Cheap range scans: only the visited entries are loaded via the cursor.
Bidirectional traversal: pass ascending: false to seek to walk backwards.
Atomic mutations: insert and delete return the displaced value atomically.
Multi-store isolation: namespaces prevent cross-store key collisions in the same contract.

Examples

Leaderboard

Keep a sorted top-score list. Encode the score in the key so that lexicographic and numeric order coincide (big-endian u64 bytes).

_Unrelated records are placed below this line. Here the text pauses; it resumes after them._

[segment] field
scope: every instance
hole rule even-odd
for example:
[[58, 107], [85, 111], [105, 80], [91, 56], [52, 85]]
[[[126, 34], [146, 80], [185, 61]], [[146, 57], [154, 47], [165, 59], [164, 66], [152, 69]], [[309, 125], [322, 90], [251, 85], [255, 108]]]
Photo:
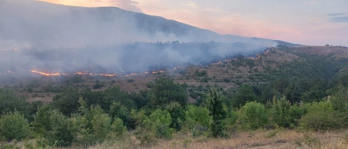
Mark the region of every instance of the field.
[[[141, 146], [135, 136], [125, 136], [90, 147], [99, 148], [327, 148], [348, 146], [348, 130], [300, 132], [294, 130], [257, 130], [240, 132], [228, 138], [194, 138], [179, 134], [170, 140], [159, 139], [150, 147]], [[72, 146], [68, 148], [76, 148]]]

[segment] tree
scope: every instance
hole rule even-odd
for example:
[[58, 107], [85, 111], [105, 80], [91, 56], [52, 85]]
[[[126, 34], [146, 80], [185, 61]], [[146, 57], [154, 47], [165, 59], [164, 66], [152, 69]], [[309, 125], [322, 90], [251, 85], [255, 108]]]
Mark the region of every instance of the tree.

fn score_key(score: u64, player: Address) -> bytes {
    // Big-endian u64 prefix keeps scores sorted high→low when reading descending.
    let key: bytes = score.to_be_bytes()
    key.extend(player.to_bytes())
    return key
}
 
entry submit_score(player: Address, score: u64) -> u64 {
    let store: BTreeStore = BTreeStore::new("leaderboard".to_bytes())
 
    store.insert(score_key(score, player), player)
    return 0
}
 
// Read the top-3 scores (descending = highest first).
entry get_top3() -> u64 {
    let store: BTreeStore = BTreeStore::new("leaderboard".to_bytes())
 
    // Seek to the maximum possible key with descending traversal.
    let (cursor, first): (BTreeCursor, optional<Entry>) = store.seek(
        u64::MAX.to_be_bytes(),
        BTreeSeekBias::LessOrEqual,
        false
    )
 
    let shown: u32 = 0
    let entry: optional<Entry> = first
    while shown < 3 && entry != null {
        fire_rpc_event(1, [entry])
        entry = cursor.next()
        shown += 1
    }
 
    return 0
}

Orderbook (price-sorted asks)


const ASK_NS: bytes = "asks".to_bytes()
 
fn ask_key(price: u64, nonce: u64) -> bytes {
    let k: bytes = price.to_be_bytes()
    k.extend(nonce.to_be_bytes())
    return k
}
 
entry place_ask(price: u64, nonce: u64, amount: u64) -> u64 {
    let store: BTreeStore = BTreeStore::new(ASK_NS)
    store.insert(ask_key(price, nonce), amount)
    return 0
}
 
// Match asks at or below `max_price`.
entry fill_bids(max_price: u64) -> u64 {
    let store: BTreeStore = BTreeStore::new(ASK_NS)
 
    let (cursor, entry): (BTreeCursor, optional<Entry>) = store.seek(
        0u64.to_be_bytes(),
        BTreeSeekBias::GreaterOrEqual,
        true
    )
 
    while entry != null {
        // Decode the price prefix (first 8 bytes of the key).
        // If this ask is too expensive, stop iterating.
        // In a real contract you would decode and compare the key properly.
        cursor.delete()
        entry = cursor.next()
    }
 
    return 0
}

Paginated range query


entry get_page(start_key: bytes, page_size: u32) -> u64 {
    let store: BTreeStore = BTreeStore::new("data".to_bytes())
 
    let (cursor, first): (BTreeCursor, optional<Entry>) = store.seek(
        start_key,
        BTreeSeekBias::GreaterOrEqual,
        true
    )
 
    let count: u32 = 0
    let entry: optional<Entry> = first
    let results: any[] = []
 
    while count < page_size && entry != null {
        results.push(entry)
        entry = cursor.next()
        count += 1
    }
 
    fire_rpc_event(2, results)
    return 0
}

Notes

Namespaces should be stable constants — changing them leaves orphaned data.
insert and delete return the previous value if one existed, null otherwise.
seek with ascending: false lets you traverse from high to low.
Cursor mutations (delete) are reflected immediately; calling next() after a delete moves past the deleted entry.
len() returns the total count of entries in the store.